Seattle and King County, Wash., are trying to block in state court a recently approved ballot initiative that would blow a half-billion-dollar hole in Washington state transportation funding plans and delay expansion of Seattle’s light-rail system.
Voters in Washington approved a referendum Nov. 5 repealing a key auto registration fee used by the state to fund transportation projects. State and local officials said that they were assessing all future projects not already under way to see what work might have to be postponed. “This would harm our commuters, our economy and our environment,” said John Marchione, chairman of SoundTransit, the main transportation agency in the Seattle area.
The basis of the lawsuit is that ballot initiatives under Washington law can only cover one issue. The plaintiffs call the ballot initiative, I-976, a “poorly drafted hodgepodge.”
Much transportation work in Washington state is funded by a gas tax and other sources. But the vote does create a hole in future funding plans by capping the cost of the auto fees, called car tabs, and by preventing cities or regional authorities, such as SoundTransit, which runs the light rail system in King County, from independently raising car excise taxes.
If the ballot initiative vote survives the court challenge, the impact will be significant on state and local transportation spending. The state Office of Financial Management estimates the state and local governments will lose a total of $4 billion over the next six years.
In the week following the vote, Gov.

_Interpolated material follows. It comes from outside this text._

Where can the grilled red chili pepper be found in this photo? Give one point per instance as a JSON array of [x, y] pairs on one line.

Jay Inslee (D) directed the state Dept. of Transportation to postpone work on capital expansion projects not yet started. WashDOT said in a statement that the vote opened a funding gap in transportation accounts during the 2019-21 biennium estimated to be $451 million. The entire biennial budget is $6.7 billion.
Tim Eyman, who sponsored the ballot initiative, has been prolific in launching antitax ballot initiatives. He recently announced that he would run for governor. Steven D. Stehr, a distinguished professor in civic education and public civility at Washington State University, notes that “Washingtonians are very antitax” and that the state has no income tax.
Voters were in essence reversing a 2016 ballot vote—held only in the Puget Sound area—on an initiative sponsored by SoundTransit. It authorized the agency to collect the car excise tax to help fund a major rail expansion. But the method of determining and collecting the auto value tax was unpopular: the ballot initiative approved by voters in 2016 more than tripled car-tab taxes in the Puget Sound region. Under the successful initiative, the car tab would now be a flat rate of $30.